Arbeitswelt als Insel der Stabilität – Studie zu Verantwortung in unsicheren Zeiten

Neue Zeiten für Verantwortung - Studie des rheingold Instituts

Verantwortung gilt als eine der wichtigsten Voraussetzungen für das Funktionieren von Gesellschaft, Politik und Wirtschaft. Gleichzeitig entsteht heute oft der Eindruck, dass insbesondere jüngere Menschen weniger bereit sind, Verantwortung zu übernehmen. Doch stimmt dieser Eindruck?

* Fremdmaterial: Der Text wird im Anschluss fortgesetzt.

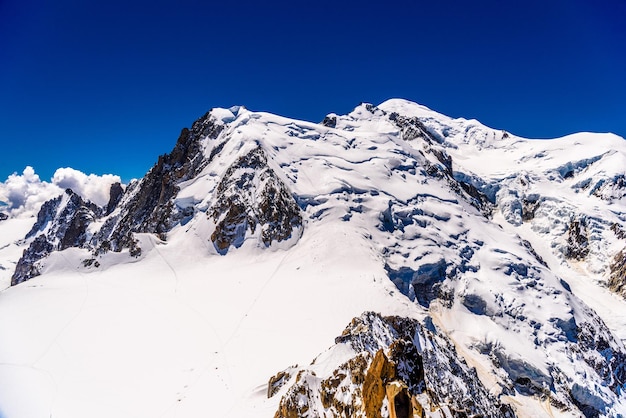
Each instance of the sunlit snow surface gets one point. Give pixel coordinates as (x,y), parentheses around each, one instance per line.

Was bedeutet Verantwortung heute eigentlich noch? Und wie erleben Menschen Verantwortung in einer Zeit, die von Krisen, Unsicherheit und wachsendem Veränderungsdruck geprägt ist?

Um diese Fragen zu beantworten und die Bedeutung von Verantwortung für Führung, Arbeitswelt und gesellschaftlichen Zusammenhalt psychologisch besser zu verstehen, hat das ifp – Executive Search. Management Diagnostik. gemeinsam mit dem rheingold Institut eine qualitative Studie durchgeführt. Grundlage der Untersuchung waren 32 zweistündige tiefenpsychologische Einzelinterviews sowie zwei Gruppendiskussionen mit insgesamt 48 Teilnehmerinnen und Teilnehmern im Alter von 12 bis 60 Jahren.

Verantwortung wird neu verhandelt

Die Studie zeigt: Die Bereitschaft zur Verantwortung verschwindet nicht. Sie zieht sich jedoch zunehmend auf Bereiche zurück, in denen Menschen Wirkung, Sinn und Resonanz erleben: im Beruf, in der Familie, bei den eigenen Finanzen und im persönlichen Umfeld. Für das große gesellschaftliche Ganze fehlt dagegen oft das Vertrauen, dass der eigene Beitrag zählt. Außerdem gibt es zunehmend Ängste, dass Fehler öffentlich abgestraft werden.

Verantwortung wird daher neu verhandelt: weg vom abstrakten Pflichtgefühl, hin zu konkreter Wirksamkeit.

Die Arbeitswelt wird zum stabilen Verantwortungsraum

Die Arbeitswelt wird für viele Menschen zu einer der letzten Stabilitätsinseln in einer unsicher gewordenen Gesellschaft, obwohl sie selbst stark von Umbrüchen betroffen ist. Während gesellschaftliche Zusammenhänge häufig als unübersichtlich erlebt werden, bietet Arbeit für viele Menschen noch klare Rollen, Erwartungen und Zuständigkeiten.

Hier die Vorstellung der Studie als Video anschauen

„Die Arbeit ist in der Gegenwartskultur eine der letzten Zufluchtsstätten, in der Verantwortung gelingen kann“, sagt Studienleiterin Judith Barbolini. Viele Befragte beschreiben Arbeit als einen Raum, in dem sie Selbstwirksamkeit, Orientierung und Anerkennung erfahren. Damit übernehmen Unternehmen zunehmend stabilisierende Funktionen.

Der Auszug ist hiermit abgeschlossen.